Autrement dit, ressentir peu de courbatures ne signifie pas automatiquement que l'on récupère plus vite.

Les courbatures renseignent sur une sensation. Elles ne permettent pas, à elles seules, d'évaluer la qualité de la récupération ou l'efficacité d'un entraînement.

 

Comment limiter les courbatures ?

Il n'existe pas de solution miracle pour éviter totalement les courbatures. En revanche, plusieurs habitudes permettent d'en limiter l'intensité.

Progresser progressivement

Les courbatures apparaissent surtout lorsque l'on réalise un effort inhabituel ou que l'on augmente brutalement les charges d'entraînement. Une progression progressive reste la meilleure prévention.

Consommer suffisamment de protéines

Les protéines contribuent au maintien et au développement de la masse musculaire. Couvrir ses besoins quotidiens participe à une récupération optimale après l'effort.

Ne pas négliger les glucides

Après une séance intense ou prolongée, les glucides permettent de reconstituer les réserves de glycogène utilisées pendant l'exercice.

Bien dormir

Le sommeil est l'un des principaux leviers de récupération. C'est pendant cette période que l'organisme répare les tissus sollicités lors de l'entraînement.

Rester actif

Une marche, un vélo très léger ou une séance de mobilité peuvent parfois être plus bénéfiques qu'un repos complet pour retrouver de bonnes sensations.

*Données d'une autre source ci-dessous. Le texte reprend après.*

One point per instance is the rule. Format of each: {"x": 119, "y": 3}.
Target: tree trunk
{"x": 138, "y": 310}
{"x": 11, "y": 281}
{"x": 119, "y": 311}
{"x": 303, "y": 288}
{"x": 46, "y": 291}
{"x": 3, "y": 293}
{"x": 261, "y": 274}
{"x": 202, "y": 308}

En revanche, multiplier les massages douloureux ou chercher à supprimer totalement l'inflammation n'est pas toujours pertinent, car cette dernière participe aussi au processus naturel d'adaptation du muscle.

 

Ce qu'il faut retenir

Certaines études suggèrent que les femmes présentent parfois moins de courbatures et des dommages musculaires légèrement plus faibles après certains exercices, notamment grâce à l'influence potentielle des œstrogènes.

Cependant, cette différence n'est ni systématique ni suffisante pour conclure que toutes les femmes récupèrent mieux que les hommes.

Les courbatures restent un phénomène multifactoriel, influencé par le type d'entraînement, le niveau sportif, la nutrition, le sommeil et les caractéristiques propres à chaque individu.

Surtout, il est important de ne pas utiliser les courbatures comme un indicateur de qualité d'une séance.

Une absence de douleur ne signifie pas que l'entraînement a été inefficace. À l'inverse, des courbatures importantes ne sont pas synonymes d'une progression plus rapide.

L'objectif n'est donc pas de rechercher les courbatures, mais de construire un entraînement progressif, accompagné d'une récupération adaptée.

 

Sources scientifiques

  • Sipavičienė S, Daniusevičiūtė L, Klizienė I, et al. Effects of Estrogen Fluctuation during the Menstrual Cycle on the Response to Muscle-Damaging Exercise. International Journal of Environmental Research and Public Health. 2013.
  • Tiidus PM. Estrogen and gender effects on muscle damage, inflammation and oxidative stress. Canadian Journal of Applied Physiology. 2000.
  • Enns DL, Tiidus PM. The influence of estrogen on skeletal muscle: sex matters. Sports Medicine. 2010.
  • Hyldahl RD, Hubal MJ. Lengthening our perspective: morphological, cellular and molecular responses to eccentric exercise. Muscle & Nerve. 2014.
  • Cheung K, Hume P, Maxwell L. Delayed onset muscle soreness: treatment strategies and performance factors. Sports Medicine. 2003.